After the data is loaded and indexed, the Explore screen shows up. You can see there is 9100 records in the dataset and 18 attributes (or columns) are indexed. Click Add to Project on the top right to create a new project for the data set.

Input the Project name and Description, click Add.

You can add one or more attributes to the scratchpad. For example, I want to add Mag column to scratchpad.
After adding to the scratchpad, it shows more detail about the target attribute.

Next, click Transform, then click Convert. Highlight latitude column, then click to Geocode.

Select latitude column for Latitude and longitude column for Longitude. Give a new attribute name location, then click Add to Script, then click Commit to Project.

You will see the new attribute location is added to data panel, and is committed to the project. After finish, click Discover on the top.

bdd_1project_explore_transform_3Drag MapComponent from right to the main panel. Automatically a nice map showing the earthquake location shows up.

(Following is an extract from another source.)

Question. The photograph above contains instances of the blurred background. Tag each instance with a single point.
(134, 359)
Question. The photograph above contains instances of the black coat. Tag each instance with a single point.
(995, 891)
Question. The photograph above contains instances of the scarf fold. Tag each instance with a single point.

I want to know anything happened in CA. Click Search button, and input information for LA.

A nice view of earthquake activities show up on the screen.

Ok, next, I want to filter by mag column and want to see only the quakes a litte bigger. I chose mag between 1.8 and 5.2.

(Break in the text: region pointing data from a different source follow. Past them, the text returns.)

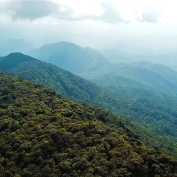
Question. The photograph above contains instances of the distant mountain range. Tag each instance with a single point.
(69, 56)
(139, 74)
(145, 104)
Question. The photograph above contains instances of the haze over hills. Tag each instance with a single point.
(140, 74)
(69, 56)
(142, 105)
(119, 55)
(14, 45)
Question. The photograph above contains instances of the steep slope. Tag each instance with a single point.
(44, 135)
(68, 84)
(69, 56)
(145, 106)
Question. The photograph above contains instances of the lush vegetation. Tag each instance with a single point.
(156, 111)
(43, 134)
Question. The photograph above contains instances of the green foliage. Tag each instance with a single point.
(85, 142)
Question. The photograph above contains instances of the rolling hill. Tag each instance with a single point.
(45, 135)
(147, 107)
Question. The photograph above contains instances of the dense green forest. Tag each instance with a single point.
(153, 111)
(43, 134)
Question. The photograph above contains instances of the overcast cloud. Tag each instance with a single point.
(94, 23)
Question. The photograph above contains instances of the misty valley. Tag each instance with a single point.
(71, 111)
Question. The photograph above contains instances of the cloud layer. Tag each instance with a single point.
(104, 11)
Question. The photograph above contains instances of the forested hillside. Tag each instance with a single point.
(45, 135)
(155, 111)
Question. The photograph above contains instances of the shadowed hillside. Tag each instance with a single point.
(43, 134)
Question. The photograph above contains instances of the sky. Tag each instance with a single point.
(148, 24)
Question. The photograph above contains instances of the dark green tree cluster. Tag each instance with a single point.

You can see majority of the quakes are smaller than 1.8 with only 832 results out of 5070 selected.

It seems there is an issue for BDD to recognize my transformed location column as geocode column. So I modified the CSV file and add a new column called geocode using the rule like Latitude Longtitude and created a new dataset. In this way, BDD can recognized this new column as geocode-enabled. I added this attribute to the scratchpad.

Goto the Discover page and zoom in this thematic map to the US area.

Zoom in more by checking out California.

From the graph, it tells me the central California area (Mono County) has the largest earthquake activities with 732 records, followed by two South California counties, Riverside County (569) and Imperial County (428). The data covers only 30 days and definitely can not tell whether it is normal or not. It needs to be compared with a long history in the past. I would definitely leave the earthquake forecasting to experts and would not comment anything about the earthquake. Anyway, this blog just demonstrates how easy we can do the data discovery within a few minutes using Oracle BDD. It looks like an impressed tools and and I believe it will have strong potential in the big data world.